Anatomy

The anatomy of deep sea tube worms (Figure 3) is highly specialised in order to meet the metabolic requirements of the chemoautotrophic bacteria that live inside them as these bacteria provide them with their source of nutrition.  Worms spend their entire post larval life inside their tube, with only the red plume exposed to the surrounding seawater.  This plume can be retracted into the tube for protection (Van Dover, 2000).

Riftia anatomy. Photo by D. Brenner

Figure 3. External anatomy of R.pachyptila. Photo by D. Brenner in Van Dover (2000).

Excluding the tube in which it lives, the body of the adult tubeworm can be defined as having 4 body regions; the obteracular plume, the vestimentum, the trunk and the opisthosome. The tube itself is comprised of chitin and is secreted by the vestimentum as the animal grows (Van Dover, 2000).
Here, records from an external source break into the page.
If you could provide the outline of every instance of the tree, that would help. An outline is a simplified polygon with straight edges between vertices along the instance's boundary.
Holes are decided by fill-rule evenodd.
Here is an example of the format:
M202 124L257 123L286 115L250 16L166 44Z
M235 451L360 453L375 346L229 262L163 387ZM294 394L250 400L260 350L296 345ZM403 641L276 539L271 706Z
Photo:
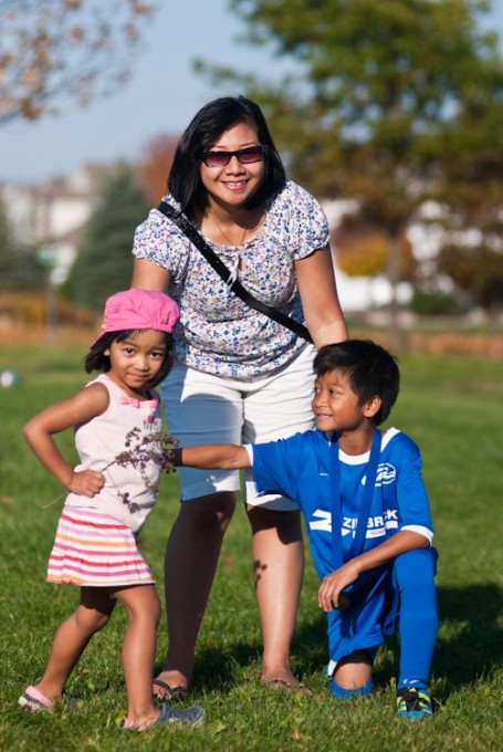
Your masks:
M0 124L126 81L153 2L0 0Z
M241 83L261 102L294 178L317 195L357 200L363 221L387 237L395 285L400 243L417 208L427 198L449 203L455 182L463 213L460 186L470 184L472 206L485 190L470 169L488 152L482 134L489 136L497 119L494 108L501 115L503 97L496 36L478 27L489 3L231 0L230 7L249 41L291 59L294 72L261 84L229 70L202 70ZM503 135L494 130L491 158L483 161L492 206L503 199ZM446 150L449 139L455 149ZM395 301L390 334L397 341Z
M0 198L0 292L36 290L43 284L44 272L34 249L15 240Z
M167 191L168 174L178 142L178 136L156 136L147 143L138 160L138 182L153 203L157 205Z
M105 182L62 290L72 302L101 311L109 295L130 286L133 234L149 208L133 169L120 165Z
The plume is comprised of dense sheets of fine tentacles or lamellae, these sheets are held in place and supported by the central obteraculum.  As a result of this assortment, the plume has a large surface area which it uses to uptake metabolites from its environment.  Tubeworms have a closed system of blood vessels which transport blood from the trophosome along the dorsal blood vessel to the plume and back again via the ventral blood vessel (Van Dover, 2000). 9-20% of tubeworm body mass is made up of blood vessels (Sanders and Childress, 1993). As the symbiotic bacteria require large amounts of oxygen for chemosythesis, the blood of the tube worm contains large amounts of haemoglobin, giving the plume its deep red colour (Childress and Fisher, 1992).

The vestimentum is primarily made up of muscle, its function is to hold the body of the worm in its tube.  The vestimentum can also contract to pull the worm back into the tube for protection against predation if needed. The vestimentum is the portion of the body where the brain, heart and genital pores of the tubeworm are located (Van Dover, 2000).

The trunk of the tubeworm contains the gonads, the paired coelomic cavities and the trophosome.  The trophosome is arranged into lobes of tissue which are well supplied with blood by numerous blood vessels (Van Dover, 2000).  The cells of the trophosomal lobes are filled with trillions of prokaryotic symbionts (Cavanaugh et al., 1981), which provide the worm with energy.  Fifteen percent of the tubeworm’s total biomass is comprised of the trophosome (Van Dover, 2000).

At the base of the worm, the opisthosome secretes the basal disk of the tube, anchoring the tube to the substrate (Van Dover, 2000).